Manutenção de troca de seringas nas farmácias será explicada no Parlamento em janeiro

Manutenção de troca de seringas nas farmácias será explicada no Parlamento em janeiro

 

Lusa/ AO online   Nacional   27 de Dez de 2012, 11:12

O programa de troca de seringas nas farmácias vai ter continuidade, apesar de só estar assegurado até final do ano, garantiu hoje o diretor para o programa VIH/Sida, que remeteu esclarecimentos para a sua audição no parlamento, em janeiro.

António Diniz, diretor do Programa Nacional para a Infeção VIH/Sida, tutelado pela Direção-Geral de Saúde (DGS), reafirmou à Lusa que o programa de troca de seringas nas farmácias terá continuidade para lá de 2012, apesar de, por enquanto e oficialmente, só estar confirmada a sua manutenção até ao fim do ano.

Quanto aos pormenores relativos à continuidade do programa e sobre os moldes em que este vai passar a assentar, António Diniz afirmou que só os dará a conhecer na audição parlamentar pedida pelo Bloco de Esquerda, que está agendada para 09 de janeiro, às 11:00.

O vice-presidente da Associação Nacional de Farmácias (ANF), parceira do ministério da Saúde no programa de troca de seringas, disse, em novembro, durante uma audição parlamentar, que o Governo teria que arranjar outro parceiro a partir do final de 2012, uma vez que associação não estava disponível para dar continuidade ao acordo nos moldes em que foi celebrado.

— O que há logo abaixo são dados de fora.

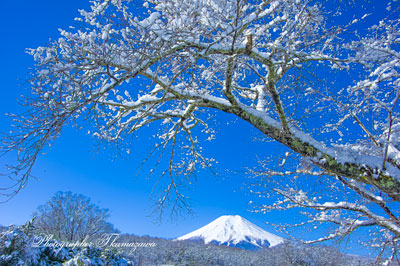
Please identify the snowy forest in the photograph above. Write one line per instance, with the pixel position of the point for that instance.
(321, 78)
(72, 219)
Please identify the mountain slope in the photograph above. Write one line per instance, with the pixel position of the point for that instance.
(234, 230)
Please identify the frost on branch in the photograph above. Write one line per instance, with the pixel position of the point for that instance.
(326, 93)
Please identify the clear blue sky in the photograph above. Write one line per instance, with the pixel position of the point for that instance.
(113, 183)
(72, 165)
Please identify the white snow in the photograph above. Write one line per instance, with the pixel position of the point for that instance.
(231, 230)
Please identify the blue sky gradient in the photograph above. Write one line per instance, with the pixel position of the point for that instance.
(112, 181)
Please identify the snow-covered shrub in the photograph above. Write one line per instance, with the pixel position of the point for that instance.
(15, 246)
(97, 257)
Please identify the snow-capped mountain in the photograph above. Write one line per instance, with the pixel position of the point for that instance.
(234, 230)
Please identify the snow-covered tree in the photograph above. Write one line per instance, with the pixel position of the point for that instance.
(325, 88)
(72, 217)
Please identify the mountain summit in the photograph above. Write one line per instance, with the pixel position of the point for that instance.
(234, 231)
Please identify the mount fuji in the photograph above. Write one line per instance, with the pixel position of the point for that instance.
(234, 231)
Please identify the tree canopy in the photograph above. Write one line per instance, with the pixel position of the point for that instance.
(324, 86)
(72, 217)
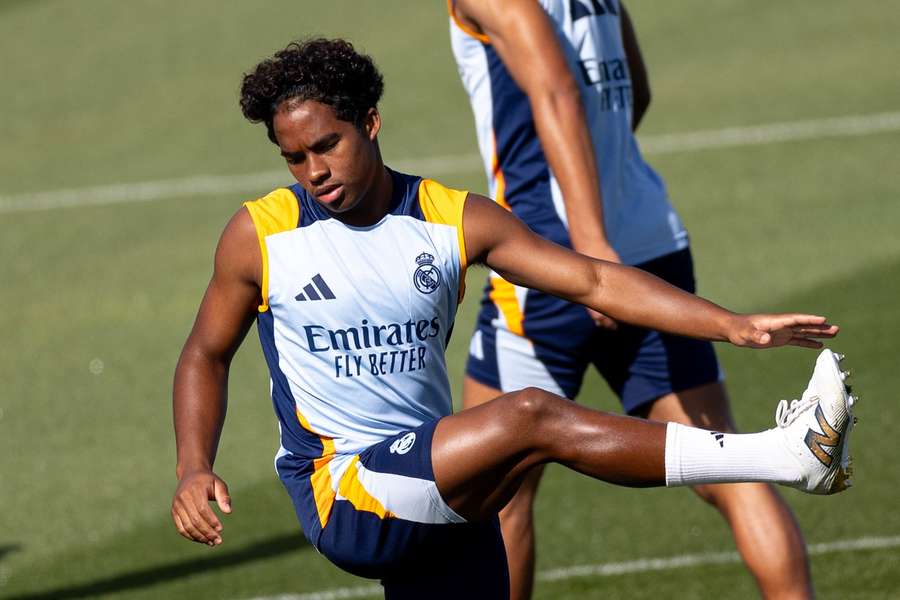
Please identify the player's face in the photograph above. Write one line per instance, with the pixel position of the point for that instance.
(335, 161)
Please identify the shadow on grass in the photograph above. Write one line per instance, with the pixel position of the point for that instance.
(154, 575)
(9, 549)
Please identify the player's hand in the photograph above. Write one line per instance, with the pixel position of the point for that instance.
(771, 331)
(191, 512)
(603, 252)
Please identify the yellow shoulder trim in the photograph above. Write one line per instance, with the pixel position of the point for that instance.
(443, 205)
(451, 8)
(273, 213)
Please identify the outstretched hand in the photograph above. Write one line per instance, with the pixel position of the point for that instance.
(193, 517)
(773, 330)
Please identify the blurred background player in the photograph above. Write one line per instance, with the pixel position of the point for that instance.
(353, 275)
(557, 88)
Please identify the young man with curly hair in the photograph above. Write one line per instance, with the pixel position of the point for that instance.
(353, 276)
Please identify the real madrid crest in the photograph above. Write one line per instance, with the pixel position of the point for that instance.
(427, 277)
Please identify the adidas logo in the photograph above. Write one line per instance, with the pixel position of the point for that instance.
(317, 290)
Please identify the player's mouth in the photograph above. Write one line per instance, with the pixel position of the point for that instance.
(329, 193)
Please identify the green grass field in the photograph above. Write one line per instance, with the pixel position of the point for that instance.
(97, 300)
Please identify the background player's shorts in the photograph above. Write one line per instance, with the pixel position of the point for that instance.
(397, 528)
(560, 340)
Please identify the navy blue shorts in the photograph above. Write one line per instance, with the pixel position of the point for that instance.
(527, 338)
(386, 520)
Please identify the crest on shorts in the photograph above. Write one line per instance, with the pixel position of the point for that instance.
(404, 444)
(427, 277)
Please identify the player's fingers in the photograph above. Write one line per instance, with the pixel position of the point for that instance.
(211, 522)
(194, 513)
(207, 522)
(223, 499)
(823, 330)
(180, 526)
(187, 523)
(780, 321)
(801, 319)
(804, 342)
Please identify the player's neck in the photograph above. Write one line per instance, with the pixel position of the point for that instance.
(375, 202)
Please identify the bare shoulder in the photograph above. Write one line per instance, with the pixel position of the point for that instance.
(238, 254)
(487, 224)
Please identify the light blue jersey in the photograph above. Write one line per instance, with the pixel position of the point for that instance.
(640, 222)
(354, 323)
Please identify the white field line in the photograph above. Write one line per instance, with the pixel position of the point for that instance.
(255, 183)
(641, 565)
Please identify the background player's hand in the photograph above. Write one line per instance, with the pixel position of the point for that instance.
(771, 331)
(602, 252)
(191, 511)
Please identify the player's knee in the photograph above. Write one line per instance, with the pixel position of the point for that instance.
(708, 494)
(532, 406)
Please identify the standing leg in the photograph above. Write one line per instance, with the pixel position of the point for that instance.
(765, 532)
(517, 517)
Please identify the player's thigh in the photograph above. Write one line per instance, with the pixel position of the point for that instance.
(462, 561)
(481, 455)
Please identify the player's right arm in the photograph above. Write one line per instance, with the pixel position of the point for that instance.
(523, 35)
(496, 238)
(201, 379)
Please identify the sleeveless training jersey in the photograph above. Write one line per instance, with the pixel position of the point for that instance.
(640, 223)
(354, 322)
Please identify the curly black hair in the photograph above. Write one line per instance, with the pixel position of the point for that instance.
(327, 71)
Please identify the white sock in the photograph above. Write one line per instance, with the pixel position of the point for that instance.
(695, 456)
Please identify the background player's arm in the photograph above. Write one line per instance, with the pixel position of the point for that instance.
(640, 82)
(522, 34)
(498, 239)
(201, 379)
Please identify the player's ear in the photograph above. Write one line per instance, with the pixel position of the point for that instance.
(372, 123)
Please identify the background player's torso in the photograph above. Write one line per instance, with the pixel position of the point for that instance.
(640, 222)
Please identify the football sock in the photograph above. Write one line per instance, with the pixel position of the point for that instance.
(695, 456)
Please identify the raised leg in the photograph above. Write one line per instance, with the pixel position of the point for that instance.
(765, 532)
(481, 455)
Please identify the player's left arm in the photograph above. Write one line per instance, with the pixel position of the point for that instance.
(640, 81)
(496, 238)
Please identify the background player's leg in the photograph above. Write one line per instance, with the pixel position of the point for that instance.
(517, 517)
(481, 455)
(764, 529)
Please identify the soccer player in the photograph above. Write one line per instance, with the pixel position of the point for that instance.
(353, 276)
(557, 88)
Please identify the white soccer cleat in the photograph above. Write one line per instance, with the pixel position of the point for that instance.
(817, 428)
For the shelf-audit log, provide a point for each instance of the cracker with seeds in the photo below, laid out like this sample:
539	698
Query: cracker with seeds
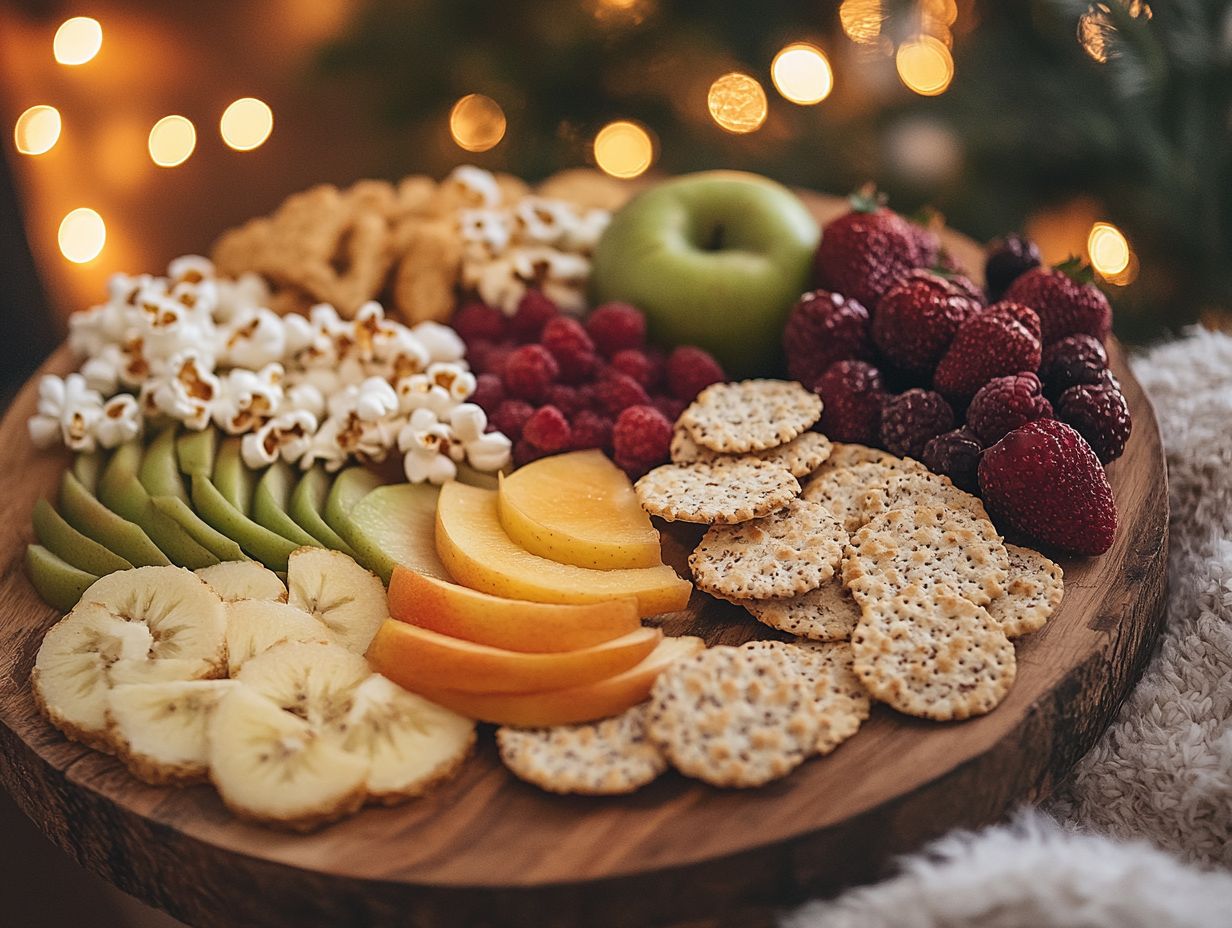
824	614
734	717
604	758
1033	593
933	653
927	547
802	455
785	553
725	492
750	415
842	699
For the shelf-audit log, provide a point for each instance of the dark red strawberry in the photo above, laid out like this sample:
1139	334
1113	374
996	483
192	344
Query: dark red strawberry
865	252
1044	481
1001	340
1066	301
917	319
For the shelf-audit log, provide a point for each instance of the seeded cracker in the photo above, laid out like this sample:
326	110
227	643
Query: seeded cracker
1033	594
733	717
934	655
824	614
928	547
802	455
720	493
750	415
784	553
604	758
840	698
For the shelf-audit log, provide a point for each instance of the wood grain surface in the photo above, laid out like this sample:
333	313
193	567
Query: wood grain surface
487	849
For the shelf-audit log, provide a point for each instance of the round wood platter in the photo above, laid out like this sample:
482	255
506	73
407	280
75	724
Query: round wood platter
487	849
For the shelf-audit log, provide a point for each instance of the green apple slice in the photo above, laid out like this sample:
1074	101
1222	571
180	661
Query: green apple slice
396	525
58	583
306	504
270	504
195	451
198	530
83	510
75	549
269	547
123	494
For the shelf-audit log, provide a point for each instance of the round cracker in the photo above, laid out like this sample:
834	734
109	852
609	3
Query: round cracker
802	455
928	547
725	492
750	415
733	717
933	653
785	553
1033	593
824	614
605	758
842	699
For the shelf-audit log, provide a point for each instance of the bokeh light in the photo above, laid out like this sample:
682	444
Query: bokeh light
477	122
81	236
737	102
924	65
802	74
77	41
247	123
37	130
171	141
624	149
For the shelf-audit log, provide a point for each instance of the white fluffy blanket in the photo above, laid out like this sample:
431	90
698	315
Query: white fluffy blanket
1141	833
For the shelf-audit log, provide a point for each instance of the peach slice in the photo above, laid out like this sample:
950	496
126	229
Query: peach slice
415	657
578	509
511	624
478	553
574	704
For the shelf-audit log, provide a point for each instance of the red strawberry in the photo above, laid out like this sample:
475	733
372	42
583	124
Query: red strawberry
1044	480
1066	301
1001	340
917	319
865	252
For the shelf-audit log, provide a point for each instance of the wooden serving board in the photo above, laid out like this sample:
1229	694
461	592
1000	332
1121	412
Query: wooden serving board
487	849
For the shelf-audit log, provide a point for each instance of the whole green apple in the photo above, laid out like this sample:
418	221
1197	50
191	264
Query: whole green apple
713	259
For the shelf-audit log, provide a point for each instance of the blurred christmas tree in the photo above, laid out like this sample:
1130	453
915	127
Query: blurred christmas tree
1046	115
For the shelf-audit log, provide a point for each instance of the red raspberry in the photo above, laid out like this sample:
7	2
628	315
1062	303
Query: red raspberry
548	429
911	419
615	327
530	371
510	417
1100	415
489	392
478	322
851	396
1004	403
591	430
534	312
824	328
571	346
641	439
994	343
617	391
917	318
690	370
956	455
1045	481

Apesar de o acordo com o Estado ter terminado no final do novembro, a ANF garantiu na altura estar em condições de assegurar a troca de seringas a toxicodependentes até ao final do ano graças ao material ainda em ‘stock’ nas farmácias.

Hoje, em declarações à Lusa, João Cordeiro, presidente da ANF sublinhou que “este é um programa que teve uma aceitação enorme, com o qual as farmácias estão disponíveis para continuar a colaborar, mas, evidentemente, noutros moldes”, até porque as condições hoje são “radicalmente diferentes” e, “neste momento, não há condições para o manter, nos moldes atuais”.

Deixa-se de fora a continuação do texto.